Thursday 21st June 2018, 10:17
Went to the hospital with mam again yesterday and she’s been diagnosed with dementia, which is crazy because she’s only 64.
You know I had basically settled on that anyway after reading up on her symptoms but now it’s been confirmed, I kind of refuse to believe it.
I started obsessively researching articles about it last night. I stayed up reading until 3am. Everything is swimming around in my mind and I can barely read the numbers on the screen in front of me.
The doctor said it’s a positive thing that she’s been diagnosed fairly early but that didn’t really make me feel better about it at all. She’s living at home alone in Midleton, like, and the house is way too big for her now without dad around. It must be so lonely and that can’t help at all.
I signed a year-long lease on my room just two months ago. What am I supposed to do now? I’ve been talking to Naomi and she was considering moving somewhere so she might take over my room for me. Imagine moving home now though?
I’ve been having such a great time living in town and I know Mateo will be distraught if I have to leave (even though we’ve only known each other three weeks, we’ve bonded a lot). Also, James lives in Carraigtwohill. He’s only going to be living down the road if I move home, which is great really but he’s going to think I’m a psychopath and that I’m trying to not-so-sneakily ease my way into living with him after only a few weeks of dating. For f**k sake it’s a disaster! Poor mam!

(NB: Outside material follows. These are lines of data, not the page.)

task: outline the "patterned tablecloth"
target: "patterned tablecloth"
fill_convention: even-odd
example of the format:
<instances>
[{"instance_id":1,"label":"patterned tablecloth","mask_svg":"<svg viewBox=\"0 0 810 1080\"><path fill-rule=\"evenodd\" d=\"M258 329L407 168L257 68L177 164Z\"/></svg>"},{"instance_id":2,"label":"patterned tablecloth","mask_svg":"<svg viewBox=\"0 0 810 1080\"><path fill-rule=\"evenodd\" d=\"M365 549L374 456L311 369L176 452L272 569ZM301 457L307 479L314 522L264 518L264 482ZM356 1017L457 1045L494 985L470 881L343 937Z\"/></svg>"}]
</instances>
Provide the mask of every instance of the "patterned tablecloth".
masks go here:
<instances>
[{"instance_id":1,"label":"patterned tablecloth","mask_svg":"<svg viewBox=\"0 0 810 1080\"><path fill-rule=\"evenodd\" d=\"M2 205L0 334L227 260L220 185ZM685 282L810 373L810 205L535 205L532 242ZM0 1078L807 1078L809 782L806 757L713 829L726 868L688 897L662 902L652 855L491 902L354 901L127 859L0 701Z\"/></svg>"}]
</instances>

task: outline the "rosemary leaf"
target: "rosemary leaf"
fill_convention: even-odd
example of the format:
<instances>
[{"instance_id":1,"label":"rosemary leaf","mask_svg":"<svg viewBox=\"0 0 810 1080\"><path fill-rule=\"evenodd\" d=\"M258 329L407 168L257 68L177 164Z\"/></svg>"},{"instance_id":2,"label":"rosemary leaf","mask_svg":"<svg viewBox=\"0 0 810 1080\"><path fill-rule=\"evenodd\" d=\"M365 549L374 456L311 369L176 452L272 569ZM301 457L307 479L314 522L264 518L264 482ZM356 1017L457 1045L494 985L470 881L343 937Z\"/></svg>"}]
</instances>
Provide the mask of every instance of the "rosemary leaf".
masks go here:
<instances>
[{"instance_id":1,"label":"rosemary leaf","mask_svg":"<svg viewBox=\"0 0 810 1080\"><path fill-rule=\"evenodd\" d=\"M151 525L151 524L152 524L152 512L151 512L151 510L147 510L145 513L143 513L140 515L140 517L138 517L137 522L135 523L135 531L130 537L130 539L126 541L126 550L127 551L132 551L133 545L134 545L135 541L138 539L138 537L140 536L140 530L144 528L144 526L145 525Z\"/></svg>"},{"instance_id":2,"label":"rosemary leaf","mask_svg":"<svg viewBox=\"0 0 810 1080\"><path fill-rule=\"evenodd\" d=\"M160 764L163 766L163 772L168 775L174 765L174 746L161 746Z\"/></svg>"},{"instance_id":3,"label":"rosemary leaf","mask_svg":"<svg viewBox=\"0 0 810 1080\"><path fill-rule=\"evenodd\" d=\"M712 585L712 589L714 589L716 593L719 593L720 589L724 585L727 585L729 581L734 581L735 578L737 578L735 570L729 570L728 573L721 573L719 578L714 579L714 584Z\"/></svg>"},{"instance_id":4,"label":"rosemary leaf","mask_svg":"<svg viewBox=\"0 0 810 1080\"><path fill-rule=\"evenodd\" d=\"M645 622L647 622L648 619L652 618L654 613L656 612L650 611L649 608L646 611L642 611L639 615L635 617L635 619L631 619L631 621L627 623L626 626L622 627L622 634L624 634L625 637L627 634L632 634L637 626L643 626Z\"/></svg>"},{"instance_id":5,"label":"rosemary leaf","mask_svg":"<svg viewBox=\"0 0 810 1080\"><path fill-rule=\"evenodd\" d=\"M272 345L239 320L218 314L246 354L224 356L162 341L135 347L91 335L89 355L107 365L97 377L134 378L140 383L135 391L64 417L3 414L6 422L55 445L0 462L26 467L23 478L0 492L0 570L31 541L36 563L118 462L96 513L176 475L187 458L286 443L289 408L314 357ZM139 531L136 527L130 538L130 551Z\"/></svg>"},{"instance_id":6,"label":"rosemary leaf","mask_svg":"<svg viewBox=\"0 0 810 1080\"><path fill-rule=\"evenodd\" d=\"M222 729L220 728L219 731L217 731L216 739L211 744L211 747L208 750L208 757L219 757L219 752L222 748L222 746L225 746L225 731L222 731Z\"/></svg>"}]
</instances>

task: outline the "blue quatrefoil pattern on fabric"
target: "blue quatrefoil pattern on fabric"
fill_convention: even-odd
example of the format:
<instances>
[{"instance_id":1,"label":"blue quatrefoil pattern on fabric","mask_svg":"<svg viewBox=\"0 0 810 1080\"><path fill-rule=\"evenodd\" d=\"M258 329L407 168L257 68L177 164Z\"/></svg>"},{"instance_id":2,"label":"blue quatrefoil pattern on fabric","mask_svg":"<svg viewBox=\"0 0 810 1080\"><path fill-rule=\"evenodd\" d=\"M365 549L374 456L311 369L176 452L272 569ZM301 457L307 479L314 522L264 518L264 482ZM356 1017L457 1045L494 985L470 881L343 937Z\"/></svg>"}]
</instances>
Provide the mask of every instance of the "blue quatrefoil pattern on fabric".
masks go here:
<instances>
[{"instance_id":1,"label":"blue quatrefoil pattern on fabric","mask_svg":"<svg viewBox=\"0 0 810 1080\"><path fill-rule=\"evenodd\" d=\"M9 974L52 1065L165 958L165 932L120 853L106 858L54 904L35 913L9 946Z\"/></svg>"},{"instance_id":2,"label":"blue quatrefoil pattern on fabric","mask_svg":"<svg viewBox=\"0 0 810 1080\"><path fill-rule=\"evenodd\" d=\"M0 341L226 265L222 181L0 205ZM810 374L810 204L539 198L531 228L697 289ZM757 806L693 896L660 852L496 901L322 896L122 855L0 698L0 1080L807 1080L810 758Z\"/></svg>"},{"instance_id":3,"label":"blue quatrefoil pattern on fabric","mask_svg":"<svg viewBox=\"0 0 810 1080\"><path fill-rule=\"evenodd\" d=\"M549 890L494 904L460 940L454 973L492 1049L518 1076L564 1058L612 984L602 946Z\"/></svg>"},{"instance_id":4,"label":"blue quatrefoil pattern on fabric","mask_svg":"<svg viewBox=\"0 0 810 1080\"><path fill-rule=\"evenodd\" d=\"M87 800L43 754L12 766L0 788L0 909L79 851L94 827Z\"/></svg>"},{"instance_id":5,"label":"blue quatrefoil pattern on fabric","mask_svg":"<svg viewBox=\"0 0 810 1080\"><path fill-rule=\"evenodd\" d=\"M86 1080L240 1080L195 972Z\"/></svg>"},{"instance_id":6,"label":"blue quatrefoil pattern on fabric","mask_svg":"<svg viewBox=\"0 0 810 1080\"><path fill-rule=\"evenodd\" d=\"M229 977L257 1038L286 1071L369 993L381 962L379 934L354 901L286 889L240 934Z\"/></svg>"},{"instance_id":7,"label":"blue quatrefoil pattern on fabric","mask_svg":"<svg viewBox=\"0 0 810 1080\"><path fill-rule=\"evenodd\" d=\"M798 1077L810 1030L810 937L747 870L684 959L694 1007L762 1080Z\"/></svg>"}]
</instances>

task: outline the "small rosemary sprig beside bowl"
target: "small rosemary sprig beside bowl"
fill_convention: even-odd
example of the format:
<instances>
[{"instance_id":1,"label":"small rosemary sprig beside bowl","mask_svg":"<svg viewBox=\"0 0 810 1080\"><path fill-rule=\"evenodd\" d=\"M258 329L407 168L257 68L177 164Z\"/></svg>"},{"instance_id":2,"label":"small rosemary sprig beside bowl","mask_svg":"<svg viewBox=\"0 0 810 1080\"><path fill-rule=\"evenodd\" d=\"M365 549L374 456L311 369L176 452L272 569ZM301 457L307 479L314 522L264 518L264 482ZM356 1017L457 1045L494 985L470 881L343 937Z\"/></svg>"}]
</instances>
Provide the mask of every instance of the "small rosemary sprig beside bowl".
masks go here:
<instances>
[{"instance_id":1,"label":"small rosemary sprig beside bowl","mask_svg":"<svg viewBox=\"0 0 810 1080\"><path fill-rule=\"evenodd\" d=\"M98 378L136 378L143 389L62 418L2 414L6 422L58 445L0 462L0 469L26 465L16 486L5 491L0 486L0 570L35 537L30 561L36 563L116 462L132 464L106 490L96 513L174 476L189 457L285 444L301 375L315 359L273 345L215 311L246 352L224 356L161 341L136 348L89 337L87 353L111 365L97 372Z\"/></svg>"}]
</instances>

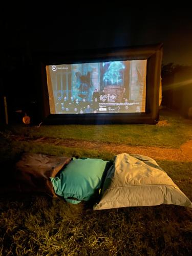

I’m glad it’s pouring out today because it matches my mood. Nothing worse than when the weather doesn’t match how you’re feeling.
If you’re looking for me, I’ll be the one sitting in the staff room at lunch eating microwave popcorn because it’s the most delicious microwaveable meal and I’m treating myself. That, and I forgot my debit card and only brought €2 in cash out with me today and popcorn is all I could find under time pressure in Tesco.
Hope your day is going better than mine. I saw you up and down to the photocopier four times so far (I know, I’m a creep). Are you trying to show off those new pants. If so, it’s working. They look great. I’m going to slow clap next time you get up to walk somewhere.
Yours in misery, Kelly
Firstly, don’t you dare clap for my new pants. Secondly, I am so, so sorry about your mam. There’s not much I can say because I don’t know enough about it to be able to comment but I know it puts you in a tight spot about moving home.
Unfortunately, these kinds of things tend to happen just when you think you’re getting in the swing of things in life. You can trust me on that, I have a few more years on the clock than you do. I will say, though, that Dave’s dad had cancer years ago when Dave was in college and Dave gave up his entire life for a year more-or-less to take care of him at home. Dave doesn’t talk about it much but he always does say that’s it’s one of the best choices he ever made. Every situation is different but I know it changed Dave for the better having done it.
I don’t want to push you in any direction but Midleton isn’t that far from town and I think there is a way you can work this out so that you can be happy and your mam can have you around.
Can you tear yourself away from your popcorn and let me buy you lunch around the corner?
We can talk about your options and I’ll make sure whatever we eat is vegan and is piled up with hummus and lentils.